最近、あるオークションを見学させて貰った。会場には千人以上の来場者がいた。演出は当然、ハデな催し物であった。正月に近かったので、その雰囲気そのものの賑やかさであった。今回のオークションは書画のみで、特別な催しとも聞いた。点数は三十点と意外にも少ない出品であった。

このオークションは、売り上げ全額を慈善団体に寄付するとの事である。これは、世界的に見ても、現代の状況を見れば納得もする。世界中に、天災・人災に遭われた方々が大勢おられる。

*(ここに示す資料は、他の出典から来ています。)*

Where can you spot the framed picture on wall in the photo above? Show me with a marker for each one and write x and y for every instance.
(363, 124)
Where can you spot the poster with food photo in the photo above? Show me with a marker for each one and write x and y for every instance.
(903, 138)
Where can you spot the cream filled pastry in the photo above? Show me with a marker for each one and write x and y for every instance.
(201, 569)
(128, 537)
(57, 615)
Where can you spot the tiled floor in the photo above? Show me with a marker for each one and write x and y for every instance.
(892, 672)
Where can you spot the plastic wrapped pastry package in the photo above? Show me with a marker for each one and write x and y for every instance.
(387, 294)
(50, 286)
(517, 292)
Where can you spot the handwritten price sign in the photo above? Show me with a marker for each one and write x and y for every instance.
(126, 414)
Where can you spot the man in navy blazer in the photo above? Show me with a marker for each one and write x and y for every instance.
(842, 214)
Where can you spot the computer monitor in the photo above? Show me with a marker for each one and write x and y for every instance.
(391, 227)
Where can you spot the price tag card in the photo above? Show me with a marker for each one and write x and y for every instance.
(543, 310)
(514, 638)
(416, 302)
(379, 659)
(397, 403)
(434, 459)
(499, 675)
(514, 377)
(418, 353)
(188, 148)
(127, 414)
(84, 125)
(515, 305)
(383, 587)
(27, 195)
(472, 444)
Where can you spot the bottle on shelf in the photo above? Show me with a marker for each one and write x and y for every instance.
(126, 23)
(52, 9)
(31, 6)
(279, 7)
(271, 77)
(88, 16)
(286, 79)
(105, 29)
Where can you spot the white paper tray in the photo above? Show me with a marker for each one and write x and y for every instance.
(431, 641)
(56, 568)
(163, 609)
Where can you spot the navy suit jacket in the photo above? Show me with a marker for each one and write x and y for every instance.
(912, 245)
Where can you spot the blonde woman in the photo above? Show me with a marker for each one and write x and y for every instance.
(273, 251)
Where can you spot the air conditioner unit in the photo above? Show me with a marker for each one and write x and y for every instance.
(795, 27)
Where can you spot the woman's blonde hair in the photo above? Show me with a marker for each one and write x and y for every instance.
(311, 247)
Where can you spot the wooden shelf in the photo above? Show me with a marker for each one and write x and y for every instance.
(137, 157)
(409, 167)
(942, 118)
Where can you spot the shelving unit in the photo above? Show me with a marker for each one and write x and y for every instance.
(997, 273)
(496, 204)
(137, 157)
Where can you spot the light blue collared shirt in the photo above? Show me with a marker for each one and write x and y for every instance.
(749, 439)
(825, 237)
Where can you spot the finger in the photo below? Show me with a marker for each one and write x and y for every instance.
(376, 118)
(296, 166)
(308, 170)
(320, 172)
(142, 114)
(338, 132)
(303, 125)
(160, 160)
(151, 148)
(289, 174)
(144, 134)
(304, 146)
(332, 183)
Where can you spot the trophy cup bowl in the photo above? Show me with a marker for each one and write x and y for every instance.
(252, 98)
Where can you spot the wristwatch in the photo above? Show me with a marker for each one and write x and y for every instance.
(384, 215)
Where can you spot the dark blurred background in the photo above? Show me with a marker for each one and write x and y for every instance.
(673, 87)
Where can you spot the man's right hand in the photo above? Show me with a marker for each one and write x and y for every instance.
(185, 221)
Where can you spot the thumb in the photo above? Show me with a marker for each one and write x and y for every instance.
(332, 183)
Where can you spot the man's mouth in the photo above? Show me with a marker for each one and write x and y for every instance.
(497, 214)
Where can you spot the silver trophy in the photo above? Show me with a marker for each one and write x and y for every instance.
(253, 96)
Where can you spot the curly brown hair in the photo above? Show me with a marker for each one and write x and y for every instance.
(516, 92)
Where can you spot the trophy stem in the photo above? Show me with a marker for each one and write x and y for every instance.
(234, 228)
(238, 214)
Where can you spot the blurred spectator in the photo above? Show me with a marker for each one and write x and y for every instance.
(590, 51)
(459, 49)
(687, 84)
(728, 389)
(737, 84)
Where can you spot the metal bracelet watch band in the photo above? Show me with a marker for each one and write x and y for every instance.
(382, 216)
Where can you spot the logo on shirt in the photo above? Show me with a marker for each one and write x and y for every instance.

今回は、書画専門の富裕層の集まりであり、凡そ、三時間で三十点近い作品が瞬く間に落札され、計一億二千万に達した。これには驚いた。確かに、有名な作家、質の良い作品なのかもしれないが、一点が何百万円もする。見ず知らずの作品(私が知らない作家・・・それは無知なのかもしれないが・・・)が高値で平気で落札される。最近、どこかの国のアーティストがバナナをガムテープで貼ってあるだけの作品で一億という値がつき、それを落札した人がいたと聞いた。考えられない。書画の様な、それも歴史背景が確りした作品、骨董であれば解らない訳でもない。現代の芸術作品、アートの世界は狂気の沙汰である。

ある方が書画を学んでおり、その師匠の作品が「一億円もします」と自慢げに話していたのは滑稽にすら感じた。芸術の価値観は完全に崩れてしまった。これは世界的な現象である。

ある友人が、「名人の書画か、書画の名人か」と語ったのが印象的であった。何が本物なのか解らなくなってきた。